Why Sample Size Matters
Every statistical estimate comes with uncertainty. The margin of error quantifies how far your sample estimate might be from the true population value, while the confidence level tells you how often the estimate would fall within that margin if you repeated the study many times. Choosing an appropriate sample size ensures that both quantities are acceptable before data collection begins — not after.
Supported Calculation Modes
Proportion Estimate
Use this mode for surveys with yes/no outcomes, approval ratings, or any binary response. The formula is:
n = z² × p × (1 − p) / E²
where z is the critical value for the chosen confidence level, p is the expected proportion, and E is the margin of error. When the true proportion is unknown, use p = 0.50 — this maximises the product p(1−p) and produces the most conservative (largest) sample size.
Mean Estimate
Use this mode for continuous measurements such as exam scores, blood pressure, or processing time. The formula is:
n = (z × σ / E)²
where σ is the population (or estimated) standard deviation and E is the acceptable margin of error in the same measurement units as σ. Obtain σ from a pilot study, published literature, or expert knowledge.
Optional Adjustments
Finite Population Correction (FPC)
When sampling from a bounded population — a school class, a patient registry, or a customer list — the standard formula over-estimates the required sample size. FPC adjusts it downward:
n_adj = n₀ / (1 + (n₀ − 1) / N)
FPC makes a meaningful difference only when the sample-to-population ratio exceeds about 5%. For populations in the thousands or more, the correction is negligible.
Nonresponse Adjustment
Real surveys rarely achieve 100% response rates. To ensure the final completed sample meets your precision target, divide the required sample by the expected response rate:
n_invitations = n / response_rate
For example, if you need 385 completed responses and anticipate a 70% response rate, you should contact at least 550 people.
Design Effect (DEFF)
Cluster sampling, stratified designs, or multistage probability samples introduce correlation between observations. The design effect multiplier (DEFF) captures this variance inflation:
n_design = n × DEFF
For simple random sampling, DEFF = 1. Household surveys typically useDEFF = 1.2–2.0 depending on clustering homogeneity.
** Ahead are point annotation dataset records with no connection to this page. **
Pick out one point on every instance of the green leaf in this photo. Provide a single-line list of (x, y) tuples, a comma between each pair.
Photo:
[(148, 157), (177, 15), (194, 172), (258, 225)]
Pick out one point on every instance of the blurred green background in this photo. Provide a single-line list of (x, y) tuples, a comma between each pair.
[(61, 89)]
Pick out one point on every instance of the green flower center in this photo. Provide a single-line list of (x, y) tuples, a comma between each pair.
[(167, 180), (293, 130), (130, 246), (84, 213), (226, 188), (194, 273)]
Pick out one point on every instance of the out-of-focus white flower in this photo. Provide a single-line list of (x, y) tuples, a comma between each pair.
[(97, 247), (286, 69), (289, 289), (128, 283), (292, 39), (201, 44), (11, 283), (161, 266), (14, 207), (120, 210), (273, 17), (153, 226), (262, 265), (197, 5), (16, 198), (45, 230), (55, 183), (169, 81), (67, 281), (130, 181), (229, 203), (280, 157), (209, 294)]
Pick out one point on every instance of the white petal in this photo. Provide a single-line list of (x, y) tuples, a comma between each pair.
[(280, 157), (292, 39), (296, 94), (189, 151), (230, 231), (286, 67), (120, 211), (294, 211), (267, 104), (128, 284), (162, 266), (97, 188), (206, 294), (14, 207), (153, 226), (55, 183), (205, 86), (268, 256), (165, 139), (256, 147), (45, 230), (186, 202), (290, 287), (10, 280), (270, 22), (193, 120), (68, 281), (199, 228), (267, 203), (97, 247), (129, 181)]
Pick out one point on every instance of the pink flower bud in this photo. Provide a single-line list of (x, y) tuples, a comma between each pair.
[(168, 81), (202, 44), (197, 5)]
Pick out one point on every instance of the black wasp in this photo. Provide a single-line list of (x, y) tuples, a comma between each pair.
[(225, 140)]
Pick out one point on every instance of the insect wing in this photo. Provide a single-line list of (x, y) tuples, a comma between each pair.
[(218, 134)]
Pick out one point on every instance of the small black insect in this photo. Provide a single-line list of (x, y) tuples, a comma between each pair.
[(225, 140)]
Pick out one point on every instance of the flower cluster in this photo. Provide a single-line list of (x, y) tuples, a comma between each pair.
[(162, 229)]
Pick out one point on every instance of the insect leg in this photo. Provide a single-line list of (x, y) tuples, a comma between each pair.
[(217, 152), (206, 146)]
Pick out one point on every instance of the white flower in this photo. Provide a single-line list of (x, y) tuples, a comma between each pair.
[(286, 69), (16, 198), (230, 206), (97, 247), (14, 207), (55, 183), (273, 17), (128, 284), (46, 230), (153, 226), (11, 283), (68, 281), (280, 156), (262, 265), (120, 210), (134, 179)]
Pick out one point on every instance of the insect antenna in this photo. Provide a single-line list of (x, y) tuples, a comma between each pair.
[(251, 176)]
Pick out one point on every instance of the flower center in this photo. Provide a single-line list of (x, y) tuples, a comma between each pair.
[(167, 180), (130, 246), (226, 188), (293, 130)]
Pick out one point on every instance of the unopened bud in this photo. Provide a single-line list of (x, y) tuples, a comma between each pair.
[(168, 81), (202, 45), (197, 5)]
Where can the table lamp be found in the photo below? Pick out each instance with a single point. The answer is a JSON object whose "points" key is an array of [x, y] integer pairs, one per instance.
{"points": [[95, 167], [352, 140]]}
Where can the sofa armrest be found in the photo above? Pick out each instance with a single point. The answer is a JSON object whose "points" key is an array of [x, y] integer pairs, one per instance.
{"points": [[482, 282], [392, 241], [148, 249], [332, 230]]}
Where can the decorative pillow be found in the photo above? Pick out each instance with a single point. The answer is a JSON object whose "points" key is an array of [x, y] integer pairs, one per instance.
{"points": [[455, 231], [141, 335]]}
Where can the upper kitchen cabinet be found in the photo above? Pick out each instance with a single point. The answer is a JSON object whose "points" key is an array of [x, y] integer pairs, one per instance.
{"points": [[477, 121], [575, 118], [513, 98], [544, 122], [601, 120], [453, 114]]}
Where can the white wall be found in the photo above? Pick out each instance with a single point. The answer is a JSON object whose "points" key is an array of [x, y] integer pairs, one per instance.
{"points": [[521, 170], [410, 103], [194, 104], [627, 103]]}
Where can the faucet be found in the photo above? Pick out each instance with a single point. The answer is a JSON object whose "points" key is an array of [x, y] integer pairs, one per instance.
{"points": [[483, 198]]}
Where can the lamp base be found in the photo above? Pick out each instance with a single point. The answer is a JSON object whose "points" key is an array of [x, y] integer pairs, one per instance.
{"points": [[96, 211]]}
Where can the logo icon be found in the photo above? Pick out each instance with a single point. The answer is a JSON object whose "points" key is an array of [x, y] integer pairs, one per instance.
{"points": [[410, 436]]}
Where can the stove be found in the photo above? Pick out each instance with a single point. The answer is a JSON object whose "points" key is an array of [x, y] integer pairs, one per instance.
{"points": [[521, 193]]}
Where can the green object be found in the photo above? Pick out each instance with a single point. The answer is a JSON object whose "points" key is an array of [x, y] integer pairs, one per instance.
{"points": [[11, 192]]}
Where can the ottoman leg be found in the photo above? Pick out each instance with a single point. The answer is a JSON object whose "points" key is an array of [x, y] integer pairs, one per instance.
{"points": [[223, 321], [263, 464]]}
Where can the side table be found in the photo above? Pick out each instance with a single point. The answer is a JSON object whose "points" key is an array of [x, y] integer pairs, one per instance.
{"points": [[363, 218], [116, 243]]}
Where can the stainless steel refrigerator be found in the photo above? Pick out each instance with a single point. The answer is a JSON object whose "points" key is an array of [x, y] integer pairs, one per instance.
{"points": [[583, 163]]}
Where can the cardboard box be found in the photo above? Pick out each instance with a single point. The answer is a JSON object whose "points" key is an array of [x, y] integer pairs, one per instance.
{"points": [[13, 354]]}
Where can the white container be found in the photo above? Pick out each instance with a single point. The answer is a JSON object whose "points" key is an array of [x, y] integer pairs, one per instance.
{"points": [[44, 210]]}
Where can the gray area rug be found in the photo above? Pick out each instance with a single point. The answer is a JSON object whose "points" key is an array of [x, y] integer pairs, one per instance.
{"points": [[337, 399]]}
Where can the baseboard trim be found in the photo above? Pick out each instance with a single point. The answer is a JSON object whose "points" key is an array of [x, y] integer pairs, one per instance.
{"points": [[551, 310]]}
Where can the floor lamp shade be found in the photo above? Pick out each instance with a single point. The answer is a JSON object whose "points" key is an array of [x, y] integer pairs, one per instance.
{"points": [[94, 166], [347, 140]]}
Quick Reference: Sample Size vs. Margin of Error
The table below shows typical required sample sizes for proportion estimates at 95% confidence with p = 0.50:
| Margin of Error | Required n | Suitable For |
|---|---|---|
| ±1% | 9,604 | National polling, regulatory studies |
| ±2% | 2,401 | Large market research |
| ±3% | 1,068 | General surveys |
| ±5% | 385 | Small studies, pilot surveys |
| ±10% | 97 | Exploratory research |
Common Applications
- Survey design — determine how many respondents are needed before launching a questionnaire.
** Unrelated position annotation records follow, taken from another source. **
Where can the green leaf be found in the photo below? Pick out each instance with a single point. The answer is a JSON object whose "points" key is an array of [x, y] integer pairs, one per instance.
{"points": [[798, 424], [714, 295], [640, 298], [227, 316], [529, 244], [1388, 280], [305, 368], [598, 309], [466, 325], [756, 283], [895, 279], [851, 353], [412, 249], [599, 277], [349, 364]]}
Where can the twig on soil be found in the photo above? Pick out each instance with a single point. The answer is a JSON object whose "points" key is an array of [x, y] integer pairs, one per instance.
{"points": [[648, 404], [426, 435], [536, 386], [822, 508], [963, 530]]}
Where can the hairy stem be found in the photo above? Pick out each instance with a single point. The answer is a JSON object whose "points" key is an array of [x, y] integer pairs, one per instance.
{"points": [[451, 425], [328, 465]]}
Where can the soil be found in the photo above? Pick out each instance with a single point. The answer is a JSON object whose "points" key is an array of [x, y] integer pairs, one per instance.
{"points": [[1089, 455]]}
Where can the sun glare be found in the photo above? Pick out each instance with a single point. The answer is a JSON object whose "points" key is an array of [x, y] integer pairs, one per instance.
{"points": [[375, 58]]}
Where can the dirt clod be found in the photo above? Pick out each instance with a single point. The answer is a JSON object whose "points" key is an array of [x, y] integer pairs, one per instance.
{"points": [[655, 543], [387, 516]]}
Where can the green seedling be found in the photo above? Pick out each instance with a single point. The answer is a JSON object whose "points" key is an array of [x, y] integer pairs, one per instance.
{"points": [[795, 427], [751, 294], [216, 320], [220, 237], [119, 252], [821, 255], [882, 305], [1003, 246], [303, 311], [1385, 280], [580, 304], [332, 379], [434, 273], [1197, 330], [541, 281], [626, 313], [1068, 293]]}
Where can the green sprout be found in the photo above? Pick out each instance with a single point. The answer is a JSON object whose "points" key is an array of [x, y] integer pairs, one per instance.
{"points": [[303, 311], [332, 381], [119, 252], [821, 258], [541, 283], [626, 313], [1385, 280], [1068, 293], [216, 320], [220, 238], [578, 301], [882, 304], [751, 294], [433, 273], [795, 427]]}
- A/B testing — calculate the sample per group required to detect a meaningful conversion rate difference.
- Clinical trials — establish the minimum patient count to demonstrate efficacy at the desired significance level.
- Quality control — find the inspection lot size needed to detect a defect rate with acceptable confidence.
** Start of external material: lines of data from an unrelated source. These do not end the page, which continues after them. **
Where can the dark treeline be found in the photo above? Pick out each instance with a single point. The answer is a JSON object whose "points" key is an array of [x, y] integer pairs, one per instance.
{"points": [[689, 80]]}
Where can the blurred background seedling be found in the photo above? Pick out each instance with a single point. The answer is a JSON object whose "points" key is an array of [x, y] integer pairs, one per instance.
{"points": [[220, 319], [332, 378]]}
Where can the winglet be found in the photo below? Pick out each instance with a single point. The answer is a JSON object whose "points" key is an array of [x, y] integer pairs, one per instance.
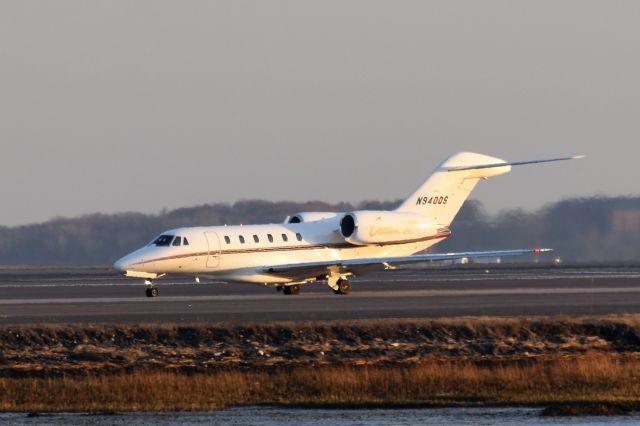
{"points": [[509, 163]]}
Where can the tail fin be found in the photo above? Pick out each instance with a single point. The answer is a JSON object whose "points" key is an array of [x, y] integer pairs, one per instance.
{"points": [[442, 195]]}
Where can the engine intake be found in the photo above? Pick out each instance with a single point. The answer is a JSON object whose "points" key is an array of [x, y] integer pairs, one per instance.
{"points": [[379, 227]]}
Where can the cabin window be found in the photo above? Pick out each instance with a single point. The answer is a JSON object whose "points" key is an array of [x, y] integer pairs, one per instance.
{"points": [[163, 241]]}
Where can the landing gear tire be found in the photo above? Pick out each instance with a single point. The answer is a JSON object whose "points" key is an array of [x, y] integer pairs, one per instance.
{"points": [[291, 289], [344, 287]]}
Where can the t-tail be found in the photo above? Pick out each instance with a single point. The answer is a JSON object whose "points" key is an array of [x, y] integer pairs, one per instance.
{"points": [[442, 195]]}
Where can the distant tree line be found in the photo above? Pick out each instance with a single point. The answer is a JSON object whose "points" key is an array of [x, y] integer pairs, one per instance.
{"points": [[582, 229]]}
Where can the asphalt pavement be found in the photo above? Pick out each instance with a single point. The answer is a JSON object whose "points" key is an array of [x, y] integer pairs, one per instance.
{"points": [[99, 295]]}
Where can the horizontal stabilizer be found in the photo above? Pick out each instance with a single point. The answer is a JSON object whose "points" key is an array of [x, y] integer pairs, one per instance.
{"points": [[511, 163]]}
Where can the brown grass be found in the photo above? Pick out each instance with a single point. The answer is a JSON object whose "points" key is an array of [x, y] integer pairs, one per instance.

- Academic research — justify sample size in a proposal or IRB application using the exact formula and parameters.
Interpreting Your Results
The calculator returns the minimum sample size meeting your stated precision requirements. In practice, always add a buffer of 10–20% to account for incomplete responses, data quality exclusions, and subgroup analyses. The rounded-up whole number is used as the recommended target because a fraction of a person is not a valid observation.